Traditionally, the Law of Unintended Consequences is meant to refer to things that one couldn't reasonably have predicted. Who would have known, for instance, that burning fossil fuels in Britain could contribute to avalanches in the Alps? These days, perhaps it should be renamed the Law of Unconsidered Consequences, or maybe the Law of Slapdash Legislation.

Here's the latest government weeze from Germany:

A 25-year-old waitress who turned down a job providing "sexual services'' at a brothel in Berlin faces possible cuts to her unemployment benefit under laws introduced this year.

Prostitution was legalised in Germany just over two years ago and brothel owners - who must pay tax and employee health insurance - were granted access to official databases of jobseekers.

The waitress, an unemployed information technology professional, had said that she was willing to work in a bar at night and had worked in a cafe.

She received a letter from the job centre telling her that an employer was interested in her "profile'' and that she should ring them. Only on doing so did the woman, who has not been identified for legal reasons, realise that she was calling a brothel.

Under Germany's welfare reforms, any woman under 55 who has been out of work for more than a year can be forced to take an available job - including in the sex industry - or lose her unemployment benefit.


This should help to solve Germany's welfare funding crisis. Stop paying benefits to anyone who refuses to become a prostitute. I reckon there are a lot of savings to be made there.

It gets better.

Job centres that refuse to penalise people who turn down a job by cutting their benefits face legal action from the potential employer.


Let's just run through that again, shall we? If you are unemployed, you have to give your details to the job centre. The job centre in turn have to give your details to any brothel who asks for them. The brothel's HR department can then order the job centre to order you to work for the brothel. If the job centre refuse, they are breaking the law and the brothel will sue them.
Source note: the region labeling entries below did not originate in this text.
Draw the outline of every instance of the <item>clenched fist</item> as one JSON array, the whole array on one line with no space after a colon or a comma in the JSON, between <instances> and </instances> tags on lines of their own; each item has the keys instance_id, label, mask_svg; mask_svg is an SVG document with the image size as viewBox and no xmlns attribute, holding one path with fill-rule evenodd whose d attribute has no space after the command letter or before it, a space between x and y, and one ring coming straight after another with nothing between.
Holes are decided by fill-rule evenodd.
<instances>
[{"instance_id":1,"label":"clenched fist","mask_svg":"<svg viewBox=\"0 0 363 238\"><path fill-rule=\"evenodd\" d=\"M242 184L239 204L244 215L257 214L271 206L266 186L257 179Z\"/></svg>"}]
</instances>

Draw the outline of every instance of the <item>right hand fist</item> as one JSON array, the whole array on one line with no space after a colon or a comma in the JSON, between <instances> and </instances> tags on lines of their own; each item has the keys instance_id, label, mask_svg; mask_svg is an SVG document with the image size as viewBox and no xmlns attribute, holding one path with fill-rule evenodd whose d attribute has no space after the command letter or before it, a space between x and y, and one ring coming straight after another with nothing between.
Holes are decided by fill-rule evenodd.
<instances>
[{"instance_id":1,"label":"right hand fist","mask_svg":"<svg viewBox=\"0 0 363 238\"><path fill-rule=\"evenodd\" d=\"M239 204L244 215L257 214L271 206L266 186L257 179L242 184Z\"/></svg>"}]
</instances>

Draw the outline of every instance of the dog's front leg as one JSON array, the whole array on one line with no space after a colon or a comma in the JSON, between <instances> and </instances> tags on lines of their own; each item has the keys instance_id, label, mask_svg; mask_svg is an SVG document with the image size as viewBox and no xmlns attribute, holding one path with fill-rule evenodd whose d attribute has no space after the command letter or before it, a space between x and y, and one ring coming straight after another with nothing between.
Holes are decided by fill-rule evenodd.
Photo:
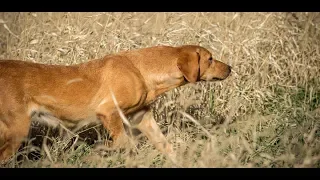
<instances>
[{"instance_id":1,"label":"dog's front leg","mask_svg":"<svg viewBox=\"0 0 320 180\"><path fill-rule=\"evenodd\" d=\"M123 122L119 113L114 110L109 113L98 112L97 118L102 122L104 128L108 131L112 138L112 144L108 144L110 148L123 148L129 142Z\"/></svg>"},{"instance_id":2,"label":"dog's front leg","mask_svg":"<svg viewBox=\"0 0 320 180\"><path fill-rule=\"evenodd\" d=\"M156 149L170 157L175 157L172 145L161 132L149 108L139 111L134 121L136 124L134 127L141 131Z\"/></svg>"}]
</instances>

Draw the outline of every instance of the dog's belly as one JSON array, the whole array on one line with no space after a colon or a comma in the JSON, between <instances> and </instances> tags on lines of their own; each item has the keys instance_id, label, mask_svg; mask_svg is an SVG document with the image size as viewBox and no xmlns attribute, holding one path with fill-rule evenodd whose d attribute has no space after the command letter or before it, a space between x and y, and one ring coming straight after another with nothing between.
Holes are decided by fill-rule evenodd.
<instances>
[{"instance_id":1,"label":"dog's belly","mask_svg":"<svg viewBox=\"0 0 320 180\"><path fill-rule=\"evenodd\" d=\"M88 116L85 119L60 119L48 112L36 111L32 114L32 120L37 121L41 124L56 128L58 126L64 126L72 131L77 131L78 129L91 124L98 124L100 121L96 116Z\"/></svg>"}]
</instances>

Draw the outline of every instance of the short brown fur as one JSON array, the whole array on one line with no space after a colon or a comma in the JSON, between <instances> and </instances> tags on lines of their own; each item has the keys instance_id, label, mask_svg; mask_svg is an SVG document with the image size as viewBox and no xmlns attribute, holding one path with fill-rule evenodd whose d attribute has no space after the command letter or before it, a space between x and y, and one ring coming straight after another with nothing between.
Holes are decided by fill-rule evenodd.
<instances>
[{"instance_id":1,"label":"short brown fur","mask_svg":"<svg viewBox=\"0 0 320 180\"><path fill-rule=\"evenodd\" d=\"M0 61L0 161L7 160L28 134L35 112L72 121L98 119L113 147L128 141L112 99L125 115L142 113L136 127L156 148L172 154L148 106L162 93L200 80L223 80L231 67L200 46L156 46L62 66Z\"/></svg>"}]
</instances>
If you refuse, you will lose your entitlement to state benefits and you will quickly become very poor — eventually poor enough that you'll start to consider taking the job.
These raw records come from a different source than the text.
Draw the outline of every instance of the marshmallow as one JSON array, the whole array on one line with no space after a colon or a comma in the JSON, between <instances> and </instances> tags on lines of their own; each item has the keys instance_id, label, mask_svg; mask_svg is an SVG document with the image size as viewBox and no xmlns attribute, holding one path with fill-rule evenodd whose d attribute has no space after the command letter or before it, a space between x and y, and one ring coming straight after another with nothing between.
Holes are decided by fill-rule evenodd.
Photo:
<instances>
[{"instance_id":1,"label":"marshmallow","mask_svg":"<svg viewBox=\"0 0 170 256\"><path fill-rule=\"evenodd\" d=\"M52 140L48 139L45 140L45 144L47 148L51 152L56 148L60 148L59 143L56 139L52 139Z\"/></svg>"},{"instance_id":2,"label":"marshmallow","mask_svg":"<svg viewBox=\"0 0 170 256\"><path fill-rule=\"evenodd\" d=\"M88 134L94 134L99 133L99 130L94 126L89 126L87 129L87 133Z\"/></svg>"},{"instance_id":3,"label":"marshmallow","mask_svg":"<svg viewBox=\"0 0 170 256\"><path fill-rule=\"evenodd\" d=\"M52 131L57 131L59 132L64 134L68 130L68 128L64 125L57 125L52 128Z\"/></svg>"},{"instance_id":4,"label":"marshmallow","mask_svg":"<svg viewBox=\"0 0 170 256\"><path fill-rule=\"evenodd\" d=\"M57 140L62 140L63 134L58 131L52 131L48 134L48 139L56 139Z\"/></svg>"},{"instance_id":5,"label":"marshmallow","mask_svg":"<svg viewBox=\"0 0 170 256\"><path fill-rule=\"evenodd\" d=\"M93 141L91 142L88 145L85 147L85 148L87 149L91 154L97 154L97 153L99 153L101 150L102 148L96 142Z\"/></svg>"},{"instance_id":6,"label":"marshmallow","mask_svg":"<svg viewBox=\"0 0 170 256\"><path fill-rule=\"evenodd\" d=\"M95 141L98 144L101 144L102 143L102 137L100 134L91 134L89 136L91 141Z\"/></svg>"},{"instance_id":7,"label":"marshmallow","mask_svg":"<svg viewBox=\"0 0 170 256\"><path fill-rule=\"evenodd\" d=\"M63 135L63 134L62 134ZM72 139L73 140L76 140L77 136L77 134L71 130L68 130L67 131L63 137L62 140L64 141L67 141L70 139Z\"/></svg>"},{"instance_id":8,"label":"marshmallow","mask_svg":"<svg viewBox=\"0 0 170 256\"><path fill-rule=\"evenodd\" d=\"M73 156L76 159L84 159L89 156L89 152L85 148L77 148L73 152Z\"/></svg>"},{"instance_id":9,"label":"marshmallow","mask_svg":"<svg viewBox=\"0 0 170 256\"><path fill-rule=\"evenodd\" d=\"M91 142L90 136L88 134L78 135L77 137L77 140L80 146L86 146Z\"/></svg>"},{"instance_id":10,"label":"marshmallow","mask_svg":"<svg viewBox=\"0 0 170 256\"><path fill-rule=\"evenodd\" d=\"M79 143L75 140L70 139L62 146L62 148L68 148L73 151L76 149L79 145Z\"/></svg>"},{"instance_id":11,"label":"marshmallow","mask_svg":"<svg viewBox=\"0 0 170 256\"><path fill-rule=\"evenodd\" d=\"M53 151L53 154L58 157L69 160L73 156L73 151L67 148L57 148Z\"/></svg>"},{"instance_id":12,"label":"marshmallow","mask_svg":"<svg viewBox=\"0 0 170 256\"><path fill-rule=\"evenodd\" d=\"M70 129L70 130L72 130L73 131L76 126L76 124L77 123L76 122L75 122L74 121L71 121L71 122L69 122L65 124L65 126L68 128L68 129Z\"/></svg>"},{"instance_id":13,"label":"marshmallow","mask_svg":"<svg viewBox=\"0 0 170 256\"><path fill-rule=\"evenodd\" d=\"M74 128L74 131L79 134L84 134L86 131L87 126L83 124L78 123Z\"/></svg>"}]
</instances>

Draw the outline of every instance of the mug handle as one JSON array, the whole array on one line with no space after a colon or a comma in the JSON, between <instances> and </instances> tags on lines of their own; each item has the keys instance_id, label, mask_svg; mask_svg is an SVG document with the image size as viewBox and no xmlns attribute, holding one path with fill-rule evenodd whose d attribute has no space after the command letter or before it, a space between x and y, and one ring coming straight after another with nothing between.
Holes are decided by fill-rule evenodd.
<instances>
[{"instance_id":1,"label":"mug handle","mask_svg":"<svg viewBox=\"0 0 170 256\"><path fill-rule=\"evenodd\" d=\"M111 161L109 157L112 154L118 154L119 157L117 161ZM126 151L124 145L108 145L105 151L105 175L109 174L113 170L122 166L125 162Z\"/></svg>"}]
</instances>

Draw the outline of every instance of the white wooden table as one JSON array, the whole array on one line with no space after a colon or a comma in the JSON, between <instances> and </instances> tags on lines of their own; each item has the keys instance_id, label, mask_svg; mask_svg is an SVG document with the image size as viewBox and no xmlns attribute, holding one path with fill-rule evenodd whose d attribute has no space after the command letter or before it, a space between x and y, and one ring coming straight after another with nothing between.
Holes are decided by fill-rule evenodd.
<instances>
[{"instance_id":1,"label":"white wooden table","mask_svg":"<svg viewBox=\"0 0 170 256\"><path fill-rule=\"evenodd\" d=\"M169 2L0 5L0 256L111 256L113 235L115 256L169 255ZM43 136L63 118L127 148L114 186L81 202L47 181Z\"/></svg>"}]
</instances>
Of course, there was an easy and obvious way to avoid this problem, but, apparently, it presented difficulties of its own.

The government had considered making brothels an exception on moral grounds, but decided that it would be too difficult to distinguish them from bars.


How can anyone simultaneously claim both that they can't tell the difference between a brothel and a bar and that they are fit to hold public office?

So, you may well be asking, why has the German Government taken the somewhat unconventional step of introducing enforced conscription into prostitution for the long-term unemployed?

Prostitution was legalised in Germany in 2002 because the government believed that this would help to combat trafficking in women


Of course.


Update:

Is it true? Isn't it? Or is it? Or not? Hmm.